Connect to a Custom SQL Query
For most databases, you can connect to a specific query rather than the entire data set. Because databases have slightly different SQL syntax from each other, the custom SQL you use to connect to one database might be different from the custom SQL you might use to connect to another. However, using custom SQL can be useful when you know exactly the information you need and understand how to write SQL queries.
Though there are several common reasons why you might use custom SQL, you can use custom SQL to union your data across tables, recast fields to perform cross-database joins, restructure or reduce the size of your data for analysis, etc.
For Excel and text file data sources, this option is available only in workbooks that were created before Tableau Desktop 8.2 or when using Tableau Desktop on Windows with the legacy connection.
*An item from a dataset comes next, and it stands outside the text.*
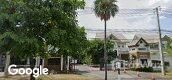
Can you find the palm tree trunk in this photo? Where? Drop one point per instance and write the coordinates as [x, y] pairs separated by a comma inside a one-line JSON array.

To connect to Excel or text files using the legacy connection, connect to the file, and in the Open dialog box, click the Open drop-down menu, and then select Open with Legacy Connection.
NOTE: Beginning with Tableau 2020.2, legacy Excel and Text connections are no longer supported. See the Legacy Connection Alternatives document in Tableau Community for alternatives to using the legacy connection.
After connecting to your data, double-click the New Custom SQL option on the Data Source page.
Type or paste the query into the text box. The query must be a single SELECT* statement.
When finished, click OK.
When you click OK, the query runs and the custom SQL query table appears in the logical layer of the canvas. Only relevant fields from the custom SQL query display in the data grid on the Data Source page.
For more information about the logical and physical layers of the canvas, see The Tableau Data Model.
Combine your tables vertically (union)
If you need to append data to each other, you can use the union option in the physical layer of the canvas in Tableau. In some cases your database does not support this option, so you can use custom SQL instead.
For example, suppose you have the following two tables: November and December.
NOVEMBER | DECEMBER |
---|---|
You can use the following custom SQL query to append the second table, December, to the first table, November:
SELECT * FROM November UNION ALL SELECT * FROM December
The result of the query looks like this in the data grid:
For more information about the union option, see Union Your Data.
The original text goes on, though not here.